Big companies report impacts on biodiversity
- Companies should analyse and report how their operations affect and are affected by biodiversity issues.
- The parties agreed to large companies and financial institutions being subject to “requirements” to make disclosures regarding their operations, supply chains and portfolios.
- This reporting is intended to progressively promote biodiversity, reduce the risks posed to business by the natural world, and encourage sustainable production.
- Countries committed to identify subsidies that deplete biodiversity by 2025, and then eliminate, phase out or reform them.
- They agreed to slash those incentives by at least $500 billion a year by 2030, and increase incentives that are positive for conservation.
Pollution and pesticides
- One of the deal’s more controversial targets sought to reduce the use of pesticides by up to two-thirds.
- But the final language to emerge focuses on the risks associated with pesticides and highly hazardous chemicals instead, pledging to reduce those threats by “at least half”, and instead focusing on other forms of pest management.
- Overall, the Kunming-Montreal agreement will focus on reducing the negative impacts of pollution to levels that are not considered harmful to nature, but the text provides no quantifiable target here.
Monitoring and reporting progress
- All the agreed aims will be supported by processes to monitor progress in the future, in a bid to prevent this agreement meeting the same fate as similar targets that were agreed in Aichi, Japan, in 2010, and never met.
- National action plans will be set and reviewed, following a similar format used for greenhouse gas emissions under U.N.-led efforts to curb climate change.
- Some observers objected to the lack of a deadline for countries to submit these plans.
About the Convention on Biological Diversity
- Biodiversity conservation is a collective responsibility of all nations.
- Convention on Biological Diversity (CBD) is a step towards conserving biological diversity or biodiversity with the involvement of the entire world.
- The Convention on Biological Diversity (a multilateral treaty) was opened for signature at the Earth Summit in Rio de Janeiro in 1992 and entered into effect in 1993.
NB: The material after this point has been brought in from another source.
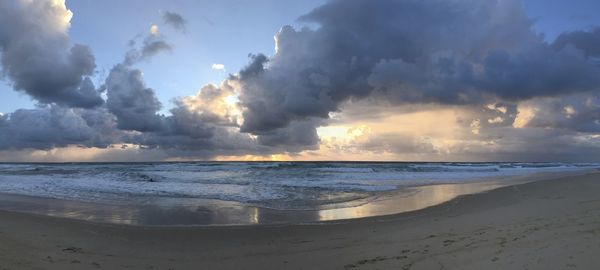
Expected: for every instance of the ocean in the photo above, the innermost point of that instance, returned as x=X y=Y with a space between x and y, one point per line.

- The convention called upon all nations to take appropriate measures for conservation of biodiversity and sustainable utilisation of its benefits.
- It is often seen as the key document regarding sustainable development.
- The Convention is legally binding; countries that join it (‘Parties’) are obliged to implement its provisions.
- 195 UN states and the European Union are parties to the convention.
- All UN member states, with the exception of the United States, have ratified the treaty.
Three main goals:
- conservation of biological diversity (or biodiversity);
- sustainable use of its components; and
- fair and equitable sharing of benefits arising from genetic resources.